犬や猫などのペット市場が拡大を続けている。朝日新聞の太田匡彦記者は「猫の流通量は2014年度と2022年度の間で約2倍に増えている。たが、猫ブームの裏側には過酷な環境で猫を飼育する悪質なペット業者の存在がある」という――。(第1回)
※本稿は、太田匡彦『猫を救うのは誰か』(朝日文庫)の一部を再編集したものです。
「命をお金に換えることに罪悪感はありました」
猫の保護活動をしている男性がその住宅を訪ねると、強いアンモニア臭がおそってきたという。
住宅内では、30匹以上の成猫と10匹ほどの子猫が、複数の部屋にわけて飼われていた。糞尿にまみれた床には、共食いの被害にあったと見られる子猫の頭部が一つ、転がっていた――。
関東地方北部の、住宅地と田畑が混在する地域に立つこの住宅で、60代の女性は2007年からある純血種の猫を繁殖させていた。女性の自宅に近いターミナル駅で待ち合わせ、話を聞いた。
「命をお金に換えることに罪悪感はありました」
女性はそう告白し始めた。たまたま入ったペットショップで、雌猫を衝動買いしたのが始まりだったという。
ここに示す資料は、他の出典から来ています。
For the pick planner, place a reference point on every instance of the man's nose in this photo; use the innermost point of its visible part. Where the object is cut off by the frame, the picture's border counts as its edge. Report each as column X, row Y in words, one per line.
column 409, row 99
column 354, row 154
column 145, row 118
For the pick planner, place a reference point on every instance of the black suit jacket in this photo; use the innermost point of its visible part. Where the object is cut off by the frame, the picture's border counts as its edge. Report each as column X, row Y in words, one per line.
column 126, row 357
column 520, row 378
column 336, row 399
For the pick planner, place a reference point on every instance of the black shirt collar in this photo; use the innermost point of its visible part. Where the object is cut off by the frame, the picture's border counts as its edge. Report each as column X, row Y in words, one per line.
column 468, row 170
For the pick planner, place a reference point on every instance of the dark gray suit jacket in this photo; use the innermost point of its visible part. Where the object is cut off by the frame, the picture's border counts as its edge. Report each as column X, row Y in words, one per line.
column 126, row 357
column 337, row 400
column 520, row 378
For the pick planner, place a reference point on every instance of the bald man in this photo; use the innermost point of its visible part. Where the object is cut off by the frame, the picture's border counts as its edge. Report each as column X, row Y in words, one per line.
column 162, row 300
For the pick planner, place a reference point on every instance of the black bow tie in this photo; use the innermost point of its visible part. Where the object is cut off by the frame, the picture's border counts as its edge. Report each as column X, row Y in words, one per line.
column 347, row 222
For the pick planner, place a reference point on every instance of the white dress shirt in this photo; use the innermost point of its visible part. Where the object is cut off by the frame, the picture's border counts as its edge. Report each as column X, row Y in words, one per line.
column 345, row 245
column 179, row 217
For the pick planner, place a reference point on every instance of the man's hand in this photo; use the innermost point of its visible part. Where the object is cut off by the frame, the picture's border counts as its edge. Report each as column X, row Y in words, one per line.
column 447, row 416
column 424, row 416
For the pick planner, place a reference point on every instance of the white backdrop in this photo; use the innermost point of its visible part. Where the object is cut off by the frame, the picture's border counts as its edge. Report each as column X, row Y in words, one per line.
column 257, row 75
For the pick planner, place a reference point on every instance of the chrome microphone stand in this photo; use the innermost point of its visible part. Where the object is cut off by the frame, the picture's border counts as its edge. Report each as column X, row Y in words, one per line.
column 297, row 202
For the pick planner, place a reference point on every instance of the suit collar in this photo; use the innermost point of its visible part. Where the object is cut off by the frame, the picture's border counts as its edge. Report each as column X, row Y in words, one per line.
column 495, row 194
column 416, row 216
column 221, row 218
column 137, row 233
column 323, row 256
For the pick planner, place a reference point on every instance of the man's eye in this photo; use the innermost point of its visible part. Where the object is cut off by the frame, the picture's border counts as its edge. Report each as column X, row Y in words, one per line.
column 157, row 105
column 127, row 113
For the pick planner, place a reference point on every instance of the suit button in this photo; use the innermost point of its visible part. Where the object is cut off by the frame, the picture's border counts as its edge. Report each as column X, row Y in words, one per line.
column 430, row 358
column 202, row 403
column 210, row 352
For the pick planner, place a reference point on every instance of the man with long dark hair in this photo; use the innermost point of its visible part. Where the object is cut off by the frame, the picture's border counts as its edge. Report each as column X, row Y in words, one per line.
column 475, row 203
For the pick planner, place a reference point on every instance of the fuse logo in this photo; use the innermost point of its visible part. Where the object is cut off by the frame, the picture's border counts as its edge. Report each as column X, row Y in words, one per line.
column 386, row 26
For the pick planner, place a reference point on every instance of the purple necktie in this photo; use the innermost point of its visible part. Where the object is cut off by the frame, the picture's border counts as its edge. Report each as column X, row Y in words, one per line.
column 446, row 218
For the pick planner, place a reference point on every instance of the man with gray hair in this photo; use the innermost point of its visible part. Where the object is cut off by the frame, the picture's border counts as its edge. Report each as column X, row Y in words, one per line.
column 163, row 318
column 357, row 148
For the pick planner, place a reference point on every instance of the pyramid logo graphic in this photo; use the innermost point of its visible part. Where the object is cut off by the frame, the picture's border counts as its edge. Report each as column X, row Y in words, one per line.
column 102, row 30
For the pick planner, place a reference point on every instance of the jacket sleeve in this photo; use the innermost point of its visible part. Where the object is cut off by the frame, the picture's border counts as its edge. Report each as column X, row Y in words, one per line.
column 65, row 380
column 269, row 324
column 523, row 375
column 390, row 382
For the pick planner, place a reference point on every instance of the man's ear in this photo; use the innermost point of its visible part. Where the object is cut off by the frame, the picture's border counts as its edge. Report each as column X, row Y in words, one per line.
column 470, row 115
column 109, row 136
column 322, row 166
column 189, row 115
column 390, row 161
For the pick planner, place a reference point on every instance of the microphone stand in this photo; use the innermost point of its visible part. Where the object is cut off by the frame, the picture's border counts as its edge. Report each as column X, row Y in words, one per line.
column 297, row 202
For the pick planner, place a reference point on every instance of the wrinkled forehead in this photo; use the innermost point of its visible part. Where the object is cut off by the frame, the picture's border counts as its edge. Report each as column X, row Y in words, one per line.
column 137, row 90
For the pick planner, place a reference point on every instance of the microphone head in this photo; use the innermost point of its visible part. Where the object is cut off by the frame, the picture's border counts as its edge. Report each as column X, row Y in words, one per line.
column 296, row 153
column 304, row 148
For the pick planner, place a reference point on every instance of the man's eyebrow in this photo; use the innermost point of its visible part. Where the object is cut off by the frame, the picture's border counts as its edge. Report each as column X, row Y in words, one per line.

1匹だと寂しいだろうと、同じ種類の雄猫を続けて買った。2匹とも不妊・去勢手術をしないまま飼っていると、翌年から次々と子猫が生まれ始めた。
飼いきれず、近所のペットショップに相談したら、子犬・子猫の卸売業者を紹介された。女性はこう振り返る。
「業者に『ぜひ出してくれ』と言われて、売り渡しました」
それから、生まれた子猫たちを次々と売るようになった。